The unusual pricing highlights a stark divide between U.S. energy abundance and shortages overseas tied to the Iran war, underscoring how domestic production is shielding the American economy from the worst impacts, Axios reported Thursday.
Natural gas, unlike oil, is still largely traded regionally, and the U.S. produces enough to meet its own demand.
That dynamic is leaving parts of the country awash in supply even as Europe and Asia face rising costs and tightening availability.
The glut in West Texas stems from a surge in production over the past 15 years that has far outpaced the pipeline infrastructure needed to transport the gas to other markets.
Much of the excess supply is associated gas, a byproduct of oil drilling that continues flowing regardless of demand conditions.
The oversupply has pushed prices at some regional hubs into negative territory, a sign of severe bottlenecks rather than weak overall demand.
Chris Louney, a commodity strategist at RBC Capital Markets, said new pipeline projects will help ease the imbalance but may not fully resolve it.
"That will provide incremental takeaway capacity for a basin awash in molecules," he said. "But the basin is prolific, and associated gas will continue to be produced, often in excess, alongside crude oil."
While localized prices have plunged, the broader U.S. market remains relatively stable.
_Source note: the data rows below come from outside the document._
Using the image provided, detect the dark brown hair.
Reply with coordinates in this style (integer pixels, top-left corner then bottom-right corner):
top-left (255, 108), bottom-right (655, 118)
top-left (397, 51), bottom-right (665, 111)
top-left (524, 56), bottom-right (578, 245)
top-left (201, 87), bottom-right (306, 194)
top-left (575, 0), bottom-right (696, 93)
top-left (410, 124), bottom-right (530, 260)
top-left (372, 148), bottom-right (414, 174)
The benchmark Henry Hub natural gas price is about $2.64 per million British thermal units, down roughly 20% from a year ago.
That is significantly lower than prices in Europe and Asia, where dependence on imports, particularly through the Strait of Hormuz, has driven sharp increases. Gas prices in the European Union are up about 47% from last year, while Asia has seen increases exceeding 50%.
Several Asian countries, excluding China, are facing shortages severe enough to trigger rationing and emergency measures.
The divergence illustrates how fragmented natural gas markets remain, with prices driven as much by regional infrastructure constraints as by global supply and demand.
Despite the localized pricing anomalies, the broader U.S. surplus is emerging as an economic advantage.
Cheap natural gas is a key input for manufacturing and plays a central role in electricity generation, accounting for roughly 40% of U.S. power supply.
It is also fueling the rapid growth of energy-intensive artificial intelligence infrastructure.
According to Bloomberg, the abundance of low-cost gas could give the U.S. a competitive edge over countries grappling with fuel shortages and high energy costs.
The U.S. is also expanding its role in global markets as the world's top exporter of liquefied natural gas, gradually linking domestic supply with international demand.
Still, analysts say more periods of oversupply, and even negative prices, are likely in regions where production continues to outpace infrastructure.